STORY AND PHOTOS BY KAREN BOSSICK
After a year without a Memorial Day service due to the COVID pandemic, Wood River Valley residents turned out in force to honor those who paid the ultimate sacrifice.
“That’s the sound of freedom,” said Organizer Geegee Lowe, as four A-10’s from the 124th Fighter Wing at Gowen Field roared over the Hailey Cemetery.
The sun shone bright in a cloudless sky on a sea of American flags that volunteers had placed on the gravesites of the 431 known veterans to laid to rest in the cemetery. John Primrose told of his fellow Marine Corps and Navy comrades who had been killed in 9-11 and afterwards in Afghanistan and Iraq.
“You know people who gave all,” he told the crowd. “Let’s teach generations to come that this is the price, this is the cost, of freedom.”
As the Mountain Home Air Force Base Honor Guard placed the Battlefield Cross, carved out of wood by Hailey veteran Glenn Carter, Lowe recounted how the Cross was initialized during the Civil War as a means of identifying bodies on the battlefield before removal.
Before the Civil War, fallen soldiers were buried where they fell, she said. But Civil War soldiers were sent home to be laid to rest. So, when a battle was over, people would walk through the battlefield marking soldiers’ bodies by sticking the soldier’s bayonet attached to his rifle in the ground and placing his helmet on top.
“The helmet and identification tags signify the fallen soldiers, their names never to be forgotten,” said Lowe. “The inverted rifle with the bayonet signals a time for prayer, a break in the action to pay tribute to the fallen. The combat boots, worn and dirty, represent the final march of the soldier’s last battle.”
Joan Davies reminded those present how on the 11th hour, the 11th day and the 11th month of 1918 World War I came to an end. The following spring, farmers plowing fields near the frontlines found new life emerging, including hundreds of red poppies.
The news inspired a Canadian to pen “In Flanders Field.” The paper on which he scribbled his poem was nearly lost but found and preserved. And, two years later, the poppy became the official flower of the American Legion to memorialize those lost.
“In Flanders fields the poppies blow between crosses row on row…” she recited.
Susan Blair always attends Memorial Day services in honor of her husband Arnold, a retired lieutenant, and other family members who served in the armed forces. But this year she attended in honor of a friend who had long helped organize services on behalf of the Ketchum American Legion.
“I’m attending this year in honor of Bill Cassell,” she said, referring to a Ketchum resident who survived a plane crash while serving in the U.S. Army in Germany only to pass away from COVID a couple months ago. “I’m here for Bill.”
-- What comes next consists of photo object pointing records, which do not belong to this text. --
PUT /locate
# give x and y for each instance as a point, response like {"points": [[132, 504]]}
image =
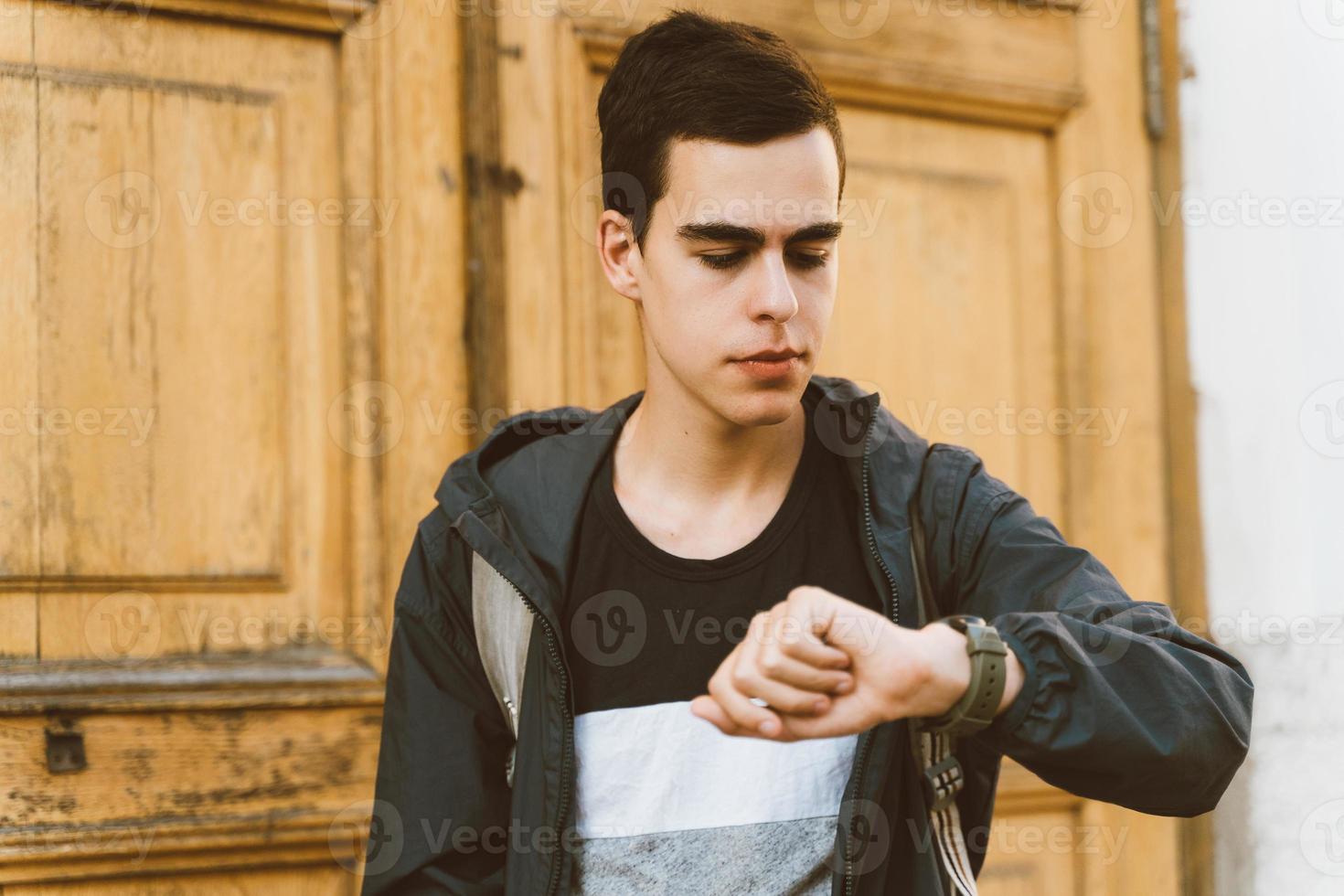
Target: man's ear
{"points": [[618, 251]]}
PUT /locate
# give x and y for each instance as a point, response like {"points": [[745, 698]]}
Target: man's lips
{"points": [[771, 357]]}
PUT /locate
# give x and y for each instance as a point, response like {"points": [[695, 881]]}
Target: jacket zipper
{"points": [[866, 741], [569, 726]]}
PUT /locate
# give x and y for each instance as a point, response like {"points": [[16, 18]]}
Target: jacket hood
{"points": [[528, 478]]}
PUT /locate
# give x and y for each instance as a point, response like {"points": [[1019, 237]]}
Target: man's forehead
{"points": [[709, 180]]}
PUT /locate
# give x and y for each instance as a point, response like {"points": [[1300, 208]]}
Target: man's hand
{"points": [[828, 667]]}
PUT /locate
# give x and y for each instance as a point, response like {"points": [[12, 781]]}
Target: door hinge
{"points": [[1155, 91]]}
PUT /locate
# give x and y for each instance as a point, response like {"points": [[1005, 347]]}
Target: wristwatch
{"points": [[988, 678]]}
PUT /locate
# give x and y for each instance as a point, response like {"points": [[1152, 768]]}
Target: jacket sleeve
{"points": [[1120, 703], [440, 818]]}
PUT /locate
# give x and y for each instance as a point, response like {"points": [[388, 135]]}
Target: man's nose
{"points": [[773, 295]]}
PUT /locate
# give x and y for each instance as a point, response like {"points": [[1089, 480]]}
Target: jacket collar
{"points": [[522, 491]]}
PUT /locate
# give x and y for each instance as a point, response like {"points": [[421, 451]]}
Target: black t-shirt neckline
{"points": [[743, 558]]}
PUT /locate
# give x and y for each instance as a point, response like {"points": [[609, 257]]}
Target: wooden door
{"points": [[211, 464], [997, 286]]}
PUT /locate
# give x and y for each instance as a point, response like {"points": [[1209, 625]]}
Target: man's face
{"points": [[741, 258]]}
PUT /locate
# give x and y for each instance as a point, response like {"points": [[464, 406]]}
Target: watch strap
{"points": [[988, 677]]}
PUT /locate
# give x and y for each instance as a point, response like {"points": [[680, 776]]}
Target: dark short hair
{"points": [[691, 76]]}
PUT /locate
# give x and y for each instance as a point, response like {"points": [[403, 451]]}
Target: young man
{"points": [[723, 663]]}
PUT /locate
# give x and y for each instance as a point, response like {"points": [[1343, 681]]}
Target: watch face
{"points": [[963, 621]]}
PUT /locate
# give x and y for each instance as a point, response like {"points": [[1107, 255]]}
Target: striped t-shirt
{"points": [[666, 802]]}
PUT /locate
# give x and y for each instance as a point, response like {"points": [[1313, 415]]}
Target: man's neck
{"points": [[698, 485]]}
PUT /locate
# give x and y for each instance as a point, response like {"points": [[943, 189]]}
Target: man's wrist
{"points": [[949, 670]]}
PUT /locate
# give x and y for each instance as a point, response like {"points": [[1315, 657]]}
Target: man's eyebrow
{"points": [[722, 231]]}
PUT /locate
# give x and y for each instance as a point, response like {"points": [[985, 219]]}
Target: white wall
{"points": [[1264, 125]]}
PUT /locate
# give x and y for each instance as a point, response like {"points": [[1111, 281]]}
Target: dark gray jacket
{"points": [[1120, 703]]}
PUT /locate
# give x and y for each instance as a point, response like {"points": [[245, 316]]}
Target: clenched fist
{"points": [[827, 667]]}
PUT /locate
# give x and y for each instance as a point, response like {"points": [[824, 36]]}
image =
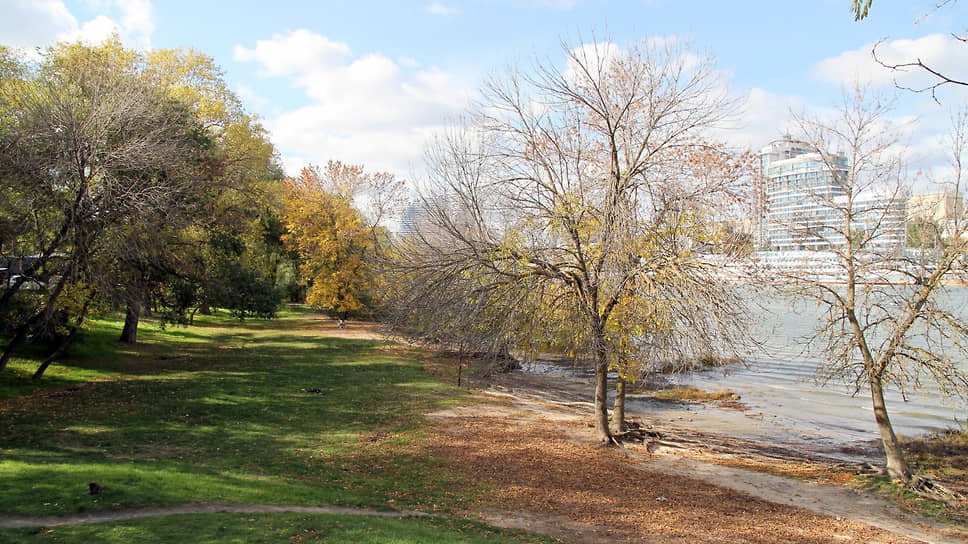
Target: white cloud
{"points": [[365, 109], [39, 23], [941, 52], [439, 8], [29, 23]]}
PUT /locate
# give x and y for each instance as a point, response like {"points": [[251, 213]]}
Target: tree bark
{"points": [[896, 466], [58, 353], [618, 412], [24, 329], [18, 339], [601, 397], [129, 334], [66, 343]]}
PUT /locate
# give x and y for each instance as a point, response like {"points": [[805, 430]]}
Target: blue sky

While there was no military ceremony at the Ketchum Cemetery this year, a hundred people gathered to remember both veterans and community residents who have passed this past year.
The observance started with meditative music and taps and ended with people sharing brief poems and personal stories of loss.
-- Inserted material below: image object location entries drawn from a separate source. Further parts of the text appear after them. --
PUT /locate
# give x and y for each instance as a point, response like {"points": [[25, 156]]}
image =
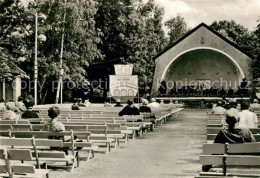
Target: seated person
{"points": [[12, 104], [248, 119], [129, 109], [87, 103], [144, 107], [254, 106], [153, 104], [118, 103], [218, 109], [75, 105], [9, 114], [232, 104], [54, 126], [232, 134], [29, 113], [20, 105], [80, 103], [107, 103], [2, 105]]}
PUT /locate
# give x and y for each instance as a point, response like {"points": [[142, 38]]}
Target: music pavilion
{"points": [[202, 56]]}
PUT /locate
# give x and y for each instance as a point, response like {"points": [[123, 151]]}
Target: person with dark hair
{"points": [[29, 113], [12, 105], [80, 103], [232, 104], [153, 104], [118, 103], [9, 114], [144, 107], [219, 109], [75, 105], [129, 109], [248, 119], [20, 105], [162, 87], [231, 135], [230, 92], [254, 106], [107, 103], [53, 125], [2, 105]]}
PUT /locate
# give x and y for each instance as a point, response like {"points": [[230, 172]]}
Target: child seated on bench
{"points": [[232, 134], [54, 126]]}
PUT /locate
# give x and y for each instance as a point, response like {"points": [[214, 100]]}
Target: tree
{"points": [[80, 44], [177, 28], [246, 40], [132, 30]]}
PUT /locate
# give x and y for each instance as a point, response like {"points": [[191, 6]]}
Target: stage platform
{"points": [[199, 98]]}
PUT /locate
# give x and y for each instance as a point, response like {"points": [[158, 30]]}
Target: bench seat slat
{"points": [[211, 159]]}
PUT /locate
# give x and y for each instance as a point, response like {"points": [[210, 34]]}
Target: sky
{"points": [[244, 12]]}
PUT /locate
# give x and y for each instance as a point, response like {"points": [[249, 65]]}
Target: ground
{"points": [[172, 150]]}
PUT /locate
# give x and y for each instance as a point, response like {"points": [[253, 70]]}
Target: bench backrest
{"points": [[245, 154]]}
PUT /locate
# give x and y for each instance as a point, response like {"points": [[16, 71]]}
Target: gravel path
{"points": [[171, 150]]}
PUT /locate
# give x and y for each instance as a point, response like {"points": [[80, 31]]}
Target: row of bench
{"points": [[243, 160], [92, 135]]}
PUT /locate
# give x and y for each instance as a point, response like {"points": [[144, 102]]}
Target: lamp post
{"points": [[60, 84], [41, 38]]}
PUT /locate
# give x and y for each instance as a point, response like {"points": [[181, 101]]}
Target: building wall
{"points": [[12, 89], [201, 38], [203, 65]]}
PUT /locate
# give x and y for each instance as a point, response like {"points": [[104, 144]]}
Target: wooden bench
{"points": [[231, 156], [211, 137], [45, 156], [20, 170]]}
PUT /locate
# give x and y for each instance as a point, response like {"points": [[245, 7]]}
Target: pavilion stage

“The setting and weather were exquisite, of course, and precisely at 10 minutes past the hour, the USAF flyover occurred as on Memorial Days past,” said Connie Hoffman. “Many of those who showed up expressed thanks for a feeling of returning to normalcy. And, I think, the fact that it seemed to be more like an impromptu get-together rather than a large structured gathering added to the special nature of the event.”
MEANWHILE, 2,330 MILES AWAY IN WASHINGTON, D.C…
President Biden warned that democracy itself is in peril both in this country and around the world as he honored the fallen at Memorial Day ceremonies in the nation’s Capitol. Some seek to hobble free elections, a rule of law that applies equally to every citizen and an independent press founded on facts, not propaganda, he said.
“What we do now, how we honor the memory of the fallen, will determine whether or not democracy will long endure,” he added.